O abandono escolar é um fenômeno complexo e multifatorial que tem relação com diversos fatores, podendo ser individuais, coletivos, internos ou externos à escola. Esses fatores estão relacionados entre si de forma dialética, ou seja, não há sobreposição de um fator sobre o outro, já que envolvem contextos sociais, econômicos, políticos e culturais.

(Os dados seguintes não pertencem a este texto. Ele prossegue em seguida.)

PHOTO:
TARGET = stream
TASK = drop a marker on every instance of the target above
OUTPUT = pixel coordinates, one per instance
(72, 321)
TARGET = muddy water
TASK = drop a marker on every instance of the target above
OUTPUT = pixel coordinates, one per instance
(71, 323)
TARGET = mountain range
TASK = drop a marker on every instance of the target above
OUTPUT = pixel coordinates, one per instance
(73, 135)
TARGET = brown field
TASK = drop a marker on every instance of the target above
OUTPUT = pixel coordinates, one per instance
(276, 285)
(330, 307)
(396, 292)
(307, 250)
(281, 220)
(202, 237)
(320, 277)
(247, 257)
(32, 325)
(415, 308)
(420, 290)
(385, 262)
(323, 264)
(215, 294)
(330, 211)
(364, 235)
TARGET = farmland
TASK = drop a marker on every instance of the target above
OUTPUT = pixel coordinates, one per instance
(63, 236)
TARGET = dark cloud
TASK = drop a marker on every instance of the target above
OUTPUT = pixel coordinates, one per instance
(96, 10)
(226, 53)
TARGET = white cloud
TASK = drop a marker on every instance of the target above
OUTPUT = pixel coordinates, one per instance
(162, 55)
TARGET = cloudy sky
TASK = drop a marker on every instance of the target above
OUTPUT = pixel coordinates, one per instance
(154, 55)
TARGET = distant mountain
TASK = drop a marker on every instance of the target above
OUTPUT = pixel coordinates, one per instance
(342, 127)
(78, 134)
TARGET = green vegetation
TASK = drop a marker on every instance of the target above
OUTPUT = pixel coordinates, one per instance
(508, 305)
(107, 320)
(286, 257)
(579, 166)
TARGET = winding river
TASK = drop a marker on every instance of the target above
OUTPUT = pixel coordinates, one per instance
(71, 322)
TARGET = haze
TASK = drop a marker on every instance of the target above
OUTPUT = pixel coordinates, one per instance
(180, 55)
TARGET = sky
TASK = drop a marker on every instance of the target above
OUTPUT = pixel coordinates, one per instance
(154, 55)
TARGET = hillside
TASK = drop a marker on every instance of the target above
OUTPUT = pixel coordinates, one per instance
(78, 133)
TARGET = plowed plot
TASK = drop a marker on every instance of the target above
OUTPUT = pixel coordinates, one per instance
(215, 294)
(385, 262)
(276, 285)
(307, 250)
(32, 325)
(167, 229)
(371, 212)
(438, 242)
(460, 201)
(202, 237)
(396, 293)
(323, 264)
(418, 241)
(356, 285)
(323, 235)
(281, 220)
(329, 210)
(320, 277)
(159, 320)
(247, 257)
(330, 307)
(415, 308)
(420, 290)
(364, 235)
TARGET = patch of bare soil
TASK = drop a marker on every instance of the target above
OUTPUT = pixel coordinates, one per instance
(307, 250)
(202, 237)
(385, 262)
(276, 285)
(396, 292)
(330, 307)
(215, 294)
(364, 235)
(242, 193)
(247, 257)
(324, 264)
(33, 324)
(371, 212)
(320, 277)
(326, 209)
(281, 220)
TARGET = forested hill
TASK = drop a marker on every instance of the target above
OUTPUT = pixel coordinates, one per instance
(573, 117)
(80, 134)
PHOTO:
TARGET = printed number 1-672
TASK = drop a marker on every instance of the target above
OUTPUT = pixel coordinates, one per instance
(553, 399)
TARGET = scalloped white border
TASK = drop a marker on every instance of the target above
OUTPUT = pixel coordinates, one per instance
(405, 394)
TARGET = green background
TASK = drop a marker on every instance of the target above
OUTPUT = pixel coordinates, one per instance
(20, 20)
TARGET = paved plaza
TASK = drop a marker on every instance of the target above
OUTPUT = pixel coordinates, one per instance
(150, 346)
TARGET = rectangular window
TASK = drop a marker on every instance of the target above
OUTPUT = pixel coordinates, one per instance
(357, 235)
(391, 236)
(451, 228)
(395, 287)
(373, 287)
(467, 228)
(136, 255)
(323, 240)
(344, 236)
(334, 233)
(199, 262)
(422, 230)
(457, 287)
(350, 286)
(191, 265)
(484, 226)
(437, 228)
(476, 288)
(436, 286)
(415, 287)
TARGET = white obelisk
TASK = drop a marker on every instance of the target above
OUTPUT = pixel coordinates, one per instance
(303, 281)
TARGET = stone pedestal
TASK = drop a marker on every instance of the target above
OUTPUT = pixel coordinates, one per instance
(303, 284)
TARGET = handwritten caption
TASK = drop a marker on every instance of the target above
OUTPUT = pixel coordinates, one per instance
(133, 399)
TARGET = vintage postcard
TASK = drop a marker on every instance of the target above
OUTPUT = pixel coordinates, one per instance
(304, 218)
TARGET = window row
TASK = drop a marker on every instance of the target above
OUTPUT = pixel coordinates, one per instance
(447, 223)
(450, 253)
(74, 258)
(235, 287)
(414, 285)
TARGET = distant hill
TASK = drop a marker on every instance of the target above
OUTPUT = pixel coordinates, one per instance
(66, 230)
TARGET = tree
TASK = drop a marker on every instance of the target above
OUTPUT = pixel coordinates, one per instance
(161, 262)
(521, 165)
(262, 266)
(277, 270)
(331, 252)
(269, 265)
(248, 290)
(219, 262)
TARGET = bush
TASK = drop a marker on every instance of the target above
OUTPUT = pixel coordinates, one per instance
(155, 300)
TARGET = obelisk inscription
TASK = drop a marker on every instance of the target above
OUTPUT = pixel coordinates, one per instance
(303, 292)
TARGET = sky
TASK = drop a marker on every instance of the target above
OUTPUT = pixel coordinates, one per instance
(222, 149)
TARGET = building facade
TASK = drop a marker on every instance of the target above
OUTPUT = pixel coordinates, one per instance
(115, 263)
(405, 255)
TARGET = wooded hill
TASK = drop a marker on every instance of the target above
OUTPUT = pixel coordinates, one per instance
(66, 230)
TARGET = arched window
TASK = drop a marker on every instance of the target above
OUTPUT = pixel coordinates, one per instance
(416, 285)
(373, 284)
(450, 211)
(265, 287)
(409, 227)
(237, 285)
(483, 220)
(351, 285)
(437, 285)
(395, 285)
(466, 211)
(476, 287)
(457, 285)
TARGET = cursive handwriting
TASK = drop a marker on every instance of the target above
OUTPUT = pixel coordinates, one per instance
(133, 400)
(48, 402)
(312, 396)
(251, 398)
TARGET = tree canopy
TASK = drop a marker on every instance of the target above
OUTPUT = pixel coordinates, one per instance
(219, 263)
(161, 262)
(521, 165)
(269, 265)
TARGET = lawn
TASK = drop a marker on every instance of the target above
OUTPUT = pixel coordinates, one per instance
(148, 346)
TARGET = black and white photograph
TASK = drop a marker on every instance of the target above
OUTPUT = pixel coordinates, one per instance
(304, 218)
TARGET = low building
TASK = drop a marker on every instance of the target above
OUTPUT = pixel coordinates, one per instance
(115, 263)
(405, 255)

Para compreender esse fenômeno na Educação Profissional e Tecnológica (EPT), é importante conhecer os motivadores que têm levado os estudantes a deixar de frequentar seus cursos, bem como aqueles que inferem na permanência estudantil. Enquanto trabalhador ou trabalhadora da educação, pode já ter ouvido alguns relatos de estudantes sobre os motivos pelos quais permanecem ou desistem do curso. Mas você conhece algum levantamento ou acompanhamento realizado em sua instituição para mapear esses motivadores? Esses levantamentos apresentam alguma característica ou perfil de estudante?

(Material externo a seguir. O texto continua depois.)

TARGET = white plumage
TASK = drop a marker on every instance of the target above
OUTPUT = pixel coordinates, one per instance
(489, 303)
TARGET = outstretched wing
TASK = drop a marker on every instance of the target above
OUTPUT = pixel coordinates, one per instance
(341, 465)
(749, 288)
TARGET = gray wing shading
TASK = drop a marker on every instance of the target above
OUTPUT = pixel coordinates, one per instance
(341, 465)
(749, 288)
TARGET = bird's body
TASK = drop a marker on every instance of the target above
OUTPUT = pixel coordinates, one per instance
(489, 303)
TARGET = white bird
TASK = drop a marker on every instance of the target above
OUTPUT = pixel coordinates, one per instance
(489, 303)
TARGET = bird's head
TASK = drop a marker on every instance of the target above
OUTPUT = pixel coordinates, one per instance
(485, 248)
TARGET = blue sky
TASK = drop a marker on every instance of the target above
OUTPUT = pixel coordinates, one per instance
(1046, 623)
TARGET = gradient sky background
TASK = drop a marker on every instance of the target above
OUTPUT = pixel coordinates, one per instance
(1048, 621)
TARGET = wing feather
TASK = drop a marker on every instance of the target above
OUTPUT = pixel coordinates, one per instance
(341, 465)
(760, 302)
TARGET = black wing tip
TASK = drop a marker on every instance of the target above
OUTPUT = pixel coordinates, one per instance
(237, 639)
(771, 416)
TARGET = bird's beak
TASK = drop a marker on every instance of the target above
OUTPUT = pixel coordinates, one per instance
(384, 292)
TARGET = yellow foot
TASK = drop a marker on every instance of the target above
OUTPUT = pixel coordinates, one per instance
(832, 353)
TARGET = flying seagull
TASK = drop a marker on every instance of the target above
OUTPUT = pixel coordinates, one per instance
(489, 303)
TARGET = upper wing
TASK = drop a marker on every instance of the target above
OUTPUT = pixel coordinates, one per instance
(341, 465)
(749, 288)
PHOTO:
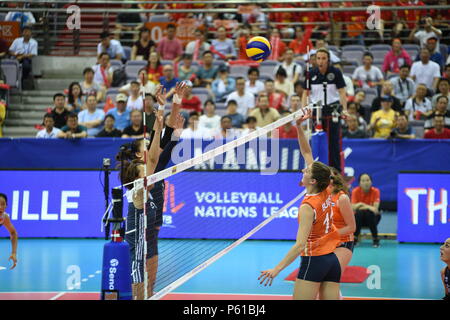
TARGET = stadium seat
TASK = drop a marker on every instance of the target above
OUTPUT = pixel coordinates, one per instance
(353, 47)
(13, 73)
(132, 67)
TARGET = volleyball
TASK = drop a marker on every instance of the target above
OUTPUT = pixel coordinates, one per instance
(258, 49)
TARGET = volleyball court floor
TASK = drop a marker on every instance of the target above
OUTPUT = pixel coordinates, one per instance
(49, 268)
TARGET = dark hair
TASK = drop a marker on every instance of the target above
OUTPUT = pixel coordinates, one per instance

Uma pesquisa, realizada por Alexsandra Zanin (2019), com trabalhadores da educação, dentre eles docentes, técnicos da equipe pedagógica e gestores, evidenciou que há uma ausência de sistematização e acompanhamento de dados e de motivadores do abandono e da permanência escolar; a temática, em alguns casos, é compreendida a partir de vivências e trajetórias profissionais daqueles que atuam na educação sem organização, acompanhamento e avaliação dos motivadores.

As experiências e vivências pessoais dos trabalhadores da educação são importantes, mas, para elaborar estratégias para a superação dos elevados índices de abandono escolar, é necessário sistematizar os motivadores que envolvem determinado curso ou contexto, além de compreender os principais motivos que contribuem para a permanência estudantil. É a partir disso que uma reflexão sobre esses fatores se torna possível, a fim de pensar estratégias que atendam à realidade daquele grupo, curso ou instituição.

Identificar e compreender esses motivadores implica refletir sobre as condições de vida dos estudantes. Patrícia Moraes (2023) destaca que os principais entraves para a permanência nas instituições de educação são enfrentados por estudantes que vivenciam em seu cotidiano o entrecruzamento das dimensões de classe, gênero, etnia, origem social, entre outros. Segundo a autora, esses entraves se articulam com as condições que, historicamente, marcam a educação pública no país, como as desigualdades sociais e regionais, a dualidade estrutural, a universalização e a obrigatoriedade tardia dos ensinos Fundamental e Médio, entre outras questões. Assim,

as possibilidades para a fruição do direito à educação se diferenciam a depender do contexto vivido pelos estudantes e pela influência e confluência das diversas variáveis que encontram no seu dia a dia

(Moraes, 2023, p.1).

A seguir, confira, no relato de uma estudante de Curso Técnico Integrado de Nível Médio, como a questão das condições de vida podem apresentar-se no cotidiano da EPT:

Estudante - É um assunto que me dói muito [...] porque é uma coisa que ninguém fala sobre isso [...] realmente é mais complicado pra uma menina preta continuar numa escola do nível que é o Instituto do que uma menina branca da escola particular, entendeu?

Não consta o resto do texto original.